# lens fungus?



## Jeff Canes (Jan 9, 2004)

What is lens fungus? I found a Zeiss Ikon on Ebay be sold as is but it has is fungus thing

http://cgi.ebay.com/ws/eBayISAPI.dll?ViewItem&item=2977463196&category=710


----------



## motcon (Jan 9, 2004)

it means that it was not stored in an acceptable range of humidity and that mold has grown _inside_ of the lens. 

will it still work? yah.

will it screw up your pics? prolly.

can you fix it? yeah, but......a lens is a highly complex piece of equipment. i bought a cheapo just so i could take it apart. never could get it back together properly, let alone aligned.

you may want to ask the seller more questions including some indication as how far the mold has progressed and even if he/she has any shots that have been taken with the lens with mold.


----------



## ksmattfish (Jan 9, 2004)

If the fungus is in the area where two elements fit tightly together it may not be able to be cleaned at all.  Even if it is in an area where it can be cleaned, as Motcon said, it's a crapshoot whether it's salvagable.

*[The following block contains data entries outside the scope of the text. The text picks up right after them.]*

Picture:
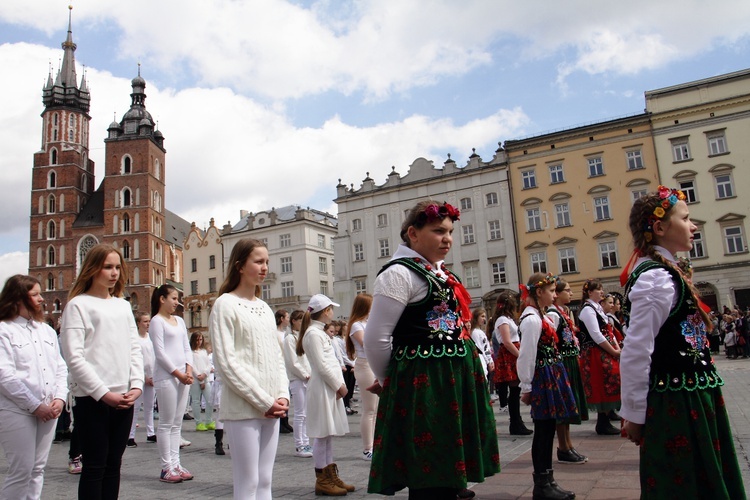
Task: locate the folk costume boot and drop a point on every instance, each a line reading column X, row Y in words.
column 219, row 436
column 324, row 484
column 334, row 471
column 604, row 427
column 543, row 490
column 517, row 427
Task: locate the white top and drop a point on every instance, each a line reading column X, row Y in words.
column 646, row 318
column 297, row 367
column 531, row 330
column 394, row 288
column 99, row 342
column 149, row 360
column 247, row 357
column 504, row 320
column 588, row 317
column 32, row 371
column 171, row 347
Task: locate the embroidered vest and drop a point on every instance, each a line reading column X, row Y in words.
column 682, row 358
column 431, row 326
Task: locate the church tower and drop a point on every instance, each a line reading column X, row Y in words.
column 134, row 213
column 62, row 179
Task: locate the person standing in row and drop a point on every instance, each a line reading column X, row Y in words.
column 600, row 358
column 32, row 387
column 506, row 334
column 99, row 342
column 148, row 397
column 567, row 345
column 248, row 359
column 298, row 372
column 326, row 415
column 433, row 392
column 544, row 383
column 671, row 392
column 172, row 379
column 355, row 349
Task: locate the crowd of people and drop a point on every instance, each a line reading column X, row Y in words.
column 429, row 370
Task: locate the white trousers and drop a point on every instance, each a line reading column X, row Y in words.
column 253, row 444
column 146, row 398
column 26, row 441
column 298, row 389
column 172, row 396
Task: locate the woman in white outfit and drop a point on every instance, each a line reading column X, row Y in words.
column 172, row 378
column 248, row 359
column 32, row 387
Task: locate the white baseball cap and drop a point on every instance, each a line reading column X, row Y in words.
column 318, row 302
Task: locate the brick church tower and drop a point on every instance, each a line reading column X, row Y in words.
column 127, row 210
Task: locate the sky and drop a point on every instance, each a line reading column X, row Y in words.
column 268, row 103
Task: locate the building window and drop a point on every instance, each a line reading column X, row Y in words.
column 596, row 167
column 680, row 149
column 688, row 187
column 359, row 252
column 724, row 187
column 608, row 254
column 498, row 273
column 385, row 249
column 601, row 207
column 287, row 289
column 286, row 265
column 556, row 174
column 717, row 144
column 568, row 260
column 562, row 215
column 539, row 262
column 529, row 179
column 468, row 233
column 495, row 232
column 735, row 242
column 635, row 159
column 699, row 250
column 533, row 220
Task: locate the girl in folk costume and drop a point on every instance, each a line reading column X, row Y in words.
column 506, row 334
column 326, row 415
column 671, row 393
column 544, row 382
column 435, row 429
column 567, row 336
column 600, row 358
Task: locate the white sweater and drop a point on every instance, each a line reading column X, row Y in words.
column 247, row 357
column 99, row 341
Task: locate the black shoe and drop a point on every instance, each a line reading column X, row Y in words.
column 569, row 457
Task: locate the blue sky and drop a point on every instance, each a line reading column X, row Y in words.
column 268, row 103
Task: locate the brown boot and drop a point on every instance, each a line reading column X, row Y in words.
column 324, row 485
column 334, row 471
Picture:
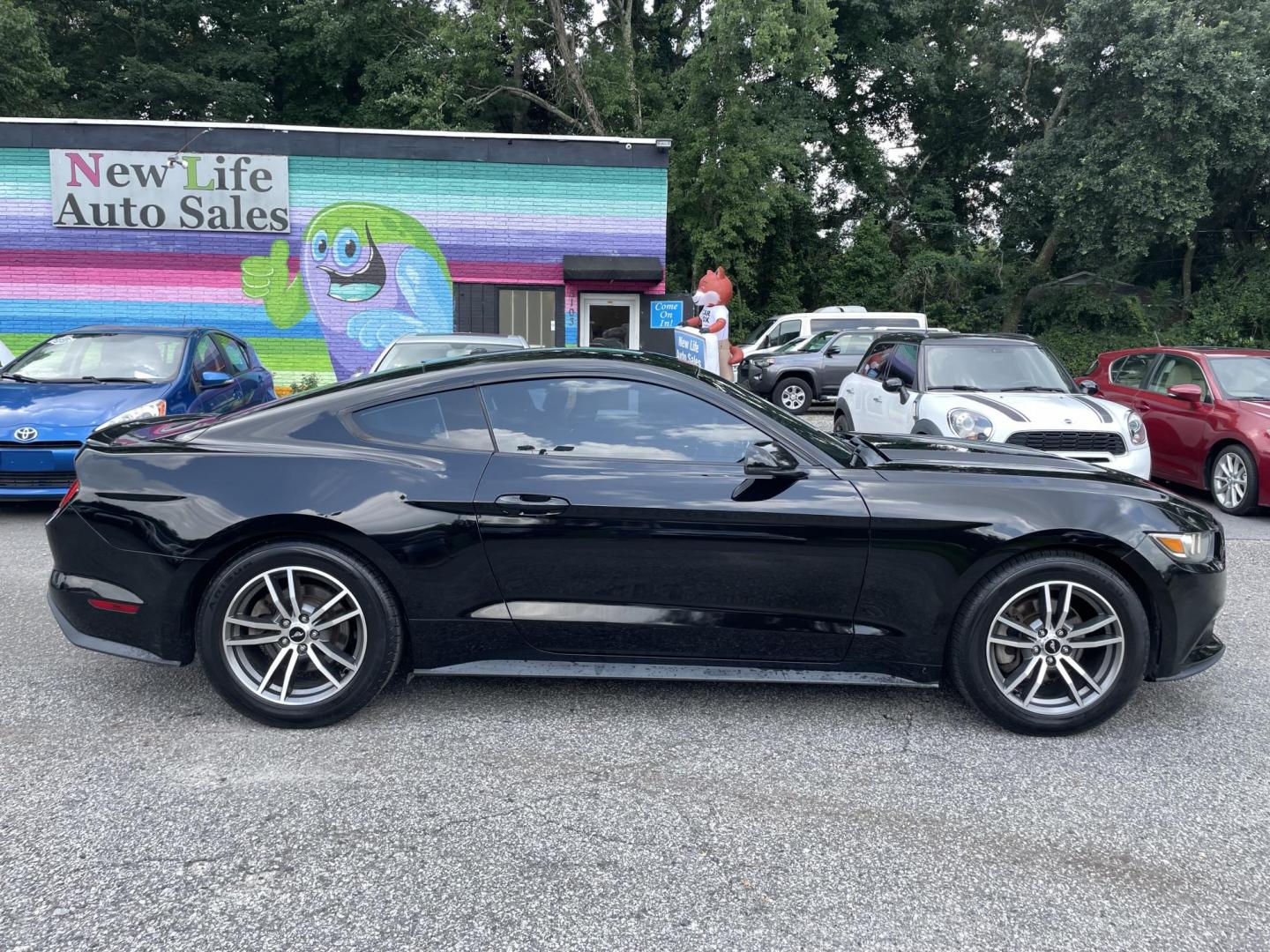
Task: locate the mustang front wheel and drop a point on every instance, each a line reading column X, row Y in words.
column 1050, row 643
column 299, row 635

I have heard of folks leaving their fungussy lenses locked open on bulb in the bright sun for a few weeks.  Some claim this kills off any active fungus, although it still leaves the dead fungus in the lens.

I wouldn't purchase a camera with fungus in the lens for more than 25% of normal value (I wouldn't pay more than $40 for the camera you linked to), because you really don't know what you are getting until you've shot with it.

On the other hand, if you can get a good deal because of fungus, it may be worth it.  Check out my photo "Omar and Mike" in the workers theme.  That was shot with a lens that has very noticable fungus when you look through it, but compared to a clean version of the same camera, I can't tell that it affects the image at all.  A clean version of that camera goes for $75 to $100.  I got the fungussy one for $15.


----------



## ksmattfish (Jan 9, 2004)

Actually, after looking at that camera again, it's probably worth around $250 clean and functioning, so maybe fungus value is about $65.

By the way, I have a Zeiss Ikonta 6x9 w/ a tessar lens.  It's a great camera.


----------



## Galaxy_Stranger (May 14, 2004)

You CAN have it taken to a camera repair shop.  They're used to cleaning out lenses.  Well, some of them are anyway.

Last I heard, it was about $20 a piece to have them broken down and cleaned.  You may want to find some place that will do it and get an estimate.


----------